Christians and Jews have a common heritage, but also a troubled history
Leading Vatican and German cardinals met in Berlin on Thursday for official talks with the Jewish rabbis of Germany.
Cardinal Walter Kasper
The head of the Vatican Commission for Religious Relations with the Jews, Cardinal Walter Kasper, and the president of the Rabbinical Committee of Germany, Henry G. Brandt, described the meeting as "historic."
Kasper highlighted the importance of dialogue despite the difficulties which have plagued the relations between Jews and Christians in the past.
"Anti-Semitism is an offense to human dignity and an offense to God," Kasper said. "The Jewish-Christian dialogue will remain a difficult dialogue. But differences should not serve as an excuse for hostility," he said.
A new epoch
Catholic contacts with German Jews were previously conducted mainly through the Central Council of Jews in Germany -- a lay organization whose goal is to foster local Jewish communities as well as promote understanding between Jews and gentiles -- but German-born Pope Benedict XVI indicated a symbolically significant policy shift for the Vatican when he visited and prayed at a Cologne synagogue in August last year.
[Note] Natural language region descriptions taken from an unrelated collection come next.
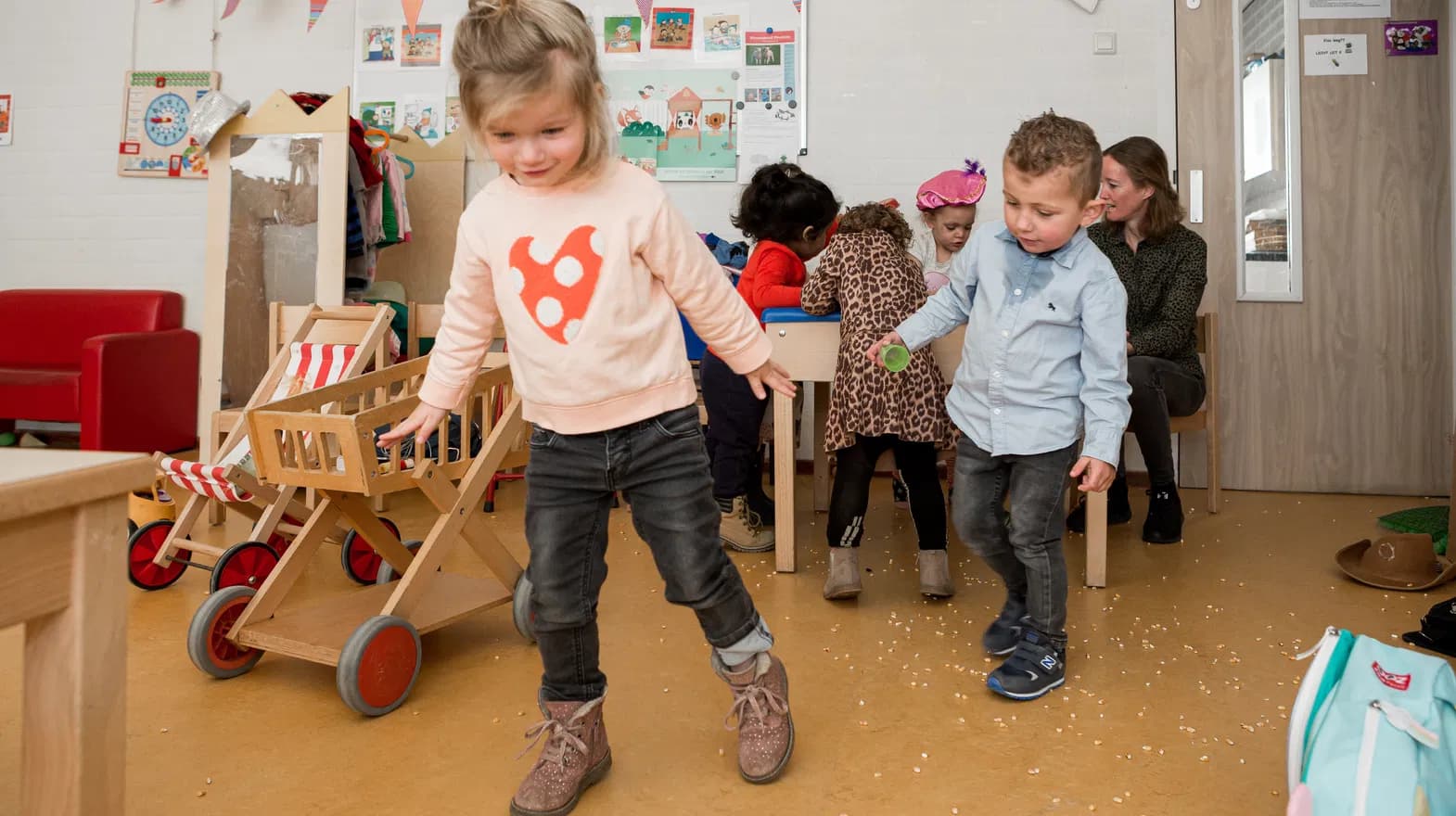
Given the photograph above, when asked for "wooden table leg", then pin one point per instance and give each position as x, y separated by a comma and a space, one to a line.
784, 462
1096, 539
74, 721
822, 478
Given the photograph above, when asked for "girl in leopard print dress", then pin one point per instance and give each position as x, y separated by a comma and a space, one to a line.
868, 274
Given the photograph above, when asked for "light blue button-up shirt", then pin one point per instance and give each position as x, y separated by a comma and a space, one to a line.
1046, 345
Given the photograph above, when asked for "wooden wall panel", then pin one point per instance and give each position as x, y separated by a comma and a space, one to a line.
1350, 390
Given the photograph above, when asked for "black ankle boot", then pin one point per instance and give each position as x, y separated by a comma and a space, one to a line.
1164, 522
1118, 509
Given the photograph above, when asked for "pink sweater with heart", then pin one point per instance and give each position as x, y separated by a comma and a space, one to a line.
587, 279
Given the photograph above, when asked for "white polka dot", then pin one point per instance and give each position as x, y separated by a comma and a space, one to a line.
538, 248
568, 271
548, 312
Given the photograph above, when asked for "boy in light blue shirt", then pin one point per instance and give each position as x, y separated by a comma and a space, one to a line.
1044, 363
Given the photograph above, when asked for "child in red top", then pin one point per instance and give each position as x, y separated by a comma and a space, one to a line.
791, 217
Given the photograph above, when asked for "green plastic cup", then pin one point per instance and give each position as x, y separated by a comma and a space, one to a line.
894, 357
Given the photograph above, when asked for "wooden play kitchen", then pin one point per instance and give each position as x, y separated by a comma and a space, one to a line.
325, 440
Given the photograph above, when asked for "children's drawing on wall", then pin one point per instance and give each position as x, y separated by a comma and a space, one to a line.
378, 44
722, 32
1410, 38
453, 114
623, 35
423, 46
765, 56
377, 115
682, 125
673, 30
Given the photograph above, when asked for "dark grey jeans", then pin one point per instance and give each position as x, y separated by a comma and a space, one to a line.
661, 467
1027, 553
1161, 389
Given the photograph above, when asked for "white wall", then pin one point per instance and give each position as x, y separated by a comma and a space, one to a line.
890, 102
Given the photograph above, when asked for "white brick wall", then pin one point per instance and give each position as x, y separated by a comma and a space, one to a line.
890, 104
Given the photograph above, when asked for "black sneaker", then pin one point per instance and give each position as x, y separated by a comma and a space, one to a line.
1005, 631
1164, 522
1034, 668
1118, 509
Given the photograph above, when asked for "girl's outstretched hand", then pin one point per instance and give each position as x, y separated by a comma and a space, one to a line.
891, 339
421, 422
772, 376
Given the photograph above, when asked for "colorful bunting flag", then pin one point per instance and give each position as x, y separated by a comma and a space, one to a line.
413, 13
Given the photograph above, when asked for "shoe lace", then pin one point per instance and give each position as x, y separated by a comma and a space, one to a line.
751, 706
561, 739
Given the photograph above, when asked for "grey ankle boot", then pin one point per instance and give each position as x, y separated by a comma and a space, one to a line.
843, 573
935, 573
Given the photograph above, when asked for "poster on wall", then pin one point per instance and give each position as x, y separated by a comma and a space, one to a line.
679, 125
673, 30
1335, 54
1343, 9
155, 120
1410, 38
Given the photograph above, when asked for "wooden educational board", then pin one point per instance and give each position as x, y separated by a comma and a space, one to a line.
436, 198
156, 112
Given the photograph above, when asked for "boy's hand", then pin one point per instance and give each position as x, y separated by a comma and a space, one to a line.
1096, 476
772, 376
891, 339
421, 422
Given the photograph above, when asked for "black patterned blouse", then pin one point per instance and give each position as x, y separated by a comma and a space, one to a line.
1164, 283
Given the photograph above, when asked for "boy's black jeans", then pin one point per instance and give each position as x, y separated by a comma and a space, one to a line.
661, 467
1028, 555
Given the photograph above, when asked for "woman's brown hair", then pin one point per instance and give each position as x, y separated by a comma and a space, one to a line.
1147, 166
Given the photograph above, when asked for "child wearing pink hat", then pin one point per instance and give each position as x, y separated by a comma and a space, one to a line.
947, 204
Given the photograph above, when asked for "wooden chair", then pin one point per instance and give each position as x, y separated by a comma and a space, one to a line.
1205, 419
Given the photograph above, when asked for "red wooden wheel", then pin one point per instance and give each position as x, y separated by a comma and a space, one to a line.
143, 546
243, 565
360, 560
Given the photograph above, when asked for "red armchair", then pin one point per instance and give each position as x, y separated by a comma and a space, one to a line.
117, 361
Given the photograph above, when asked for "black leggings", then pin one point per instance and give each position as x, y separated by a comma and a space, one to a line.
856, 468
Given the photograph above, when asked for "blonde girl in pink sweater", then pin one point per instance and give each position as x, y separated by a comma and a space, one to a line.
587, 263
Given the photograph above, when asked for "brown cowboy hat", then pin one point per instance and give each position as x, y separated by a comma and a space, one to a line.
1405, 562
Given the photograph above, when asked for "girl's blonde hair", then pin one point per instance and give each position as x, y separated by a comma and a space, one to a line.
507, 51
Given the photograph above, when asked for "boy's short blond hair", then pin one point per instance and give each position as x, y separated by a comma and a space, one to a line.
1049, 141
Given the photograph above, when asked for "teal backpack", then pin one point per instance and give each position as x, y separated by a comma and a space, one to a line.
1372, 732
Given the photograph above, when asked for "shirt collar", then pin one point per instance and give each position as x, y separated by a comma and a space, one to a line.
1065, 256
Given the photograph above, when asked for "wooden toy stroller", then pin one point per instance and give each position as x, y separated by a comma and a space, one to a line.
329, 345
370, 634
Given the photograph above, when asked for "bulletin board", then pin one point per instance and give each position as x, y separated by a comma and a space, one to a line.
156, 114
699, 91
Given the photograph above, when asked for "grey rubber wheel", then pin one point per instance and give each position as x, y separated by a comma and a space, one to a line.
521, 608
207, 642
386, 572
378, 665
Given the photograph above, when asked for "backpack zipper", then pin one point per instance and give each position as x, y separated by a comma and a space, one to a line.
1366, 762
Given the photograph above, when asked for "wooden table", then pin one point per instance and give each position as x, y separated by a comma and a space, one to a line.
809, 348
63, 539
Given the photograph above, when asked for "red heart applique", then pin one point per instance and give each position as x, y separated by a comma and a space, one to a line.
558, 293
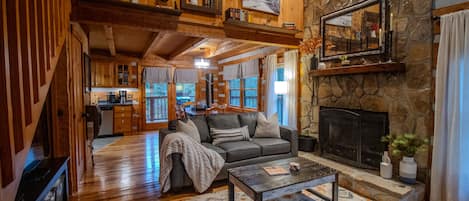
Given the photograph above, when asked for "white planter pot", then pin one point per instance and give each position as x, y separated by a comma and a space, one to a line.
408, 170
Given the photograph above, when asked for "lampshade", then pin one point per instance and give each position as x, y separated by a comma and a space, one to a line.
280, 87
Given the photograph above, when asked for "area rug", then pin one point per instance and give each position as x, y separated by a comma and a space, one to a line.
326, 189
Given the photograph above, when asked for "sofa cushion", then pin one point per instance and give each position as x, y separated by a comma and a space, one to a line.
223, 121
272, 146
249, 119
220, 136
267, 128
241, 150
202, 126
215, 148
189, 129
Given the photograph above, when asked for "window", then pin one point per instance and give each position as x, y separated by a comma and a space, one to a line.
156, 96
250, 92
248, 88
185, 92
235, 92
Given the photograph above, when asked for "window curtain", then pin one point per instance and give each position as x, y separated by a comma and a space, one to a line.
291, 66
250, 68
450, 161
186, 76
157, 75
270, 69
231, 72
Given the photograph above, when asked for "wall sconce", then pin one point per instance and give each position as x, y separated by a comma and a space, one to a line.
280, 87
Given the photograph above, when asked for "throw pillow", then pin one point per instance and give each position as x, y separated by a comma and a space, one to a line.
189, 128
229, 135
267, 128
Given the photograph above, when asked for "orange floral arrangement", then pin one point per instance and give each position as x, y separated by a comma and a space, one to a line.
311, 45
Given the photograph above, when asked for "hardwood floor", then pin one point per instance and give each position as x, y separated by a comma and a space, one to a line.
128, 169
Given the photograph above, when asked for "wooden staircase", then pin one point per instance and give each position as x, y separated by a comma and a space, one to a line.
34, 32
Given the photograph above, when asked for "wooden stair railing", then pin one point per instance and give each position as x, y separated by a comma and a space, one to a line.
32, 35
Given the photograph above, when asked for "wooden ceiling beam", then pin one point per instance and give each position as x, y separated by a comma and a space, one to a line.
110, 39
232, 48
241, 50
187, 46
154, 40
110, 13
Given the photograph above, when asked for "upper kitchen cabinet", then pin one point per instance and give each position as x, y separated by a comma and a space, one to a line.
127, 75
114, 74
103, 74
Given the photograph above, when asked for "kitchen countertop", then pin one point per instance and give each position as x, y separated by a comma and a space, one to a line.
128, 103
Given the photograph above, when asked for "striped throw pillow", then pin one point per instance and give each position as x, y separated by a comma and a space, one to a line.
229, 135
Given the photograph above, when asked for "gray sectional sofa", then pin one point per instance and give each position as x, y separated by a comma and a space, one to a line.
238, 153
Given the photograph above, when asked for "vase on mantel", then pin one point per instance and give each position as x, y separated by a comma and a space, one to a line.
314, 62
408, 170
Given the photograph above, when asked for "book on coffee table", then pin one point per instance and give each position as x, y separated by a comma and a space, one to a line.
276, 170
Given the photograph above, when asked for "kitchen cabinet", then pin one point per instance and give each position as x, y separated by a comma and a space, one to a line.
102, 74
123, 119
112, 74
126, 75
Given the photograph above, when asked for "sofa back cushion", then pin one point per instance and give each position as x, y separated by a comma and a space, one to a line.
229, 135
189, 129
249, 119
202, 126
223, 121
267, 128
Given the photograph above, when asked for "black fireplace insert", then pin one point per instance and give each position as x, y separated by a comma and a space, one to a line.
352, 136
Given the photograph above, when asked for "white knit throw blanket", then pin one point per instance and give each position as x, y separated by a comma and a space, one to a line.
202, 165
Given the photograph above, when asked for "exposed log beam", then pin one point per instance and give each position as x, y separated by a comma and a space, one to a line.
259, 53
110, 39
155, 39
110, 13
241, 50
187, 46
231, 48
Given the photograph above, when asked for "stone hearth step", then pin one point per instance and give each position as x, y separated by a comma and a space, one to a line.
371, 185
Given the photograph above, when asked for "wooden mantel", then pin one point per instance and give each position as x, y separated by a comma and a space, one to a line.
359, 69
Pope Benedict XVI visited the Cologne synague last year
Despite a long history of violence which characterized the Judeo-Christian relations in the past, Brandt said "it was time to build a bridge."
"German rabbis are finally seen as present and competent," he said.
Cardinal Lehmann, president of the German Bishops Conference, stressed that the cardinals intended to deepen their relationship with both the Central Council of Jews in Germany and the rabbis.
The meeting was a highlight of the Berlin "Week of Brotherhood" -- the annual interfaith festival organized by the Society for Christian-Jewish Cooperation.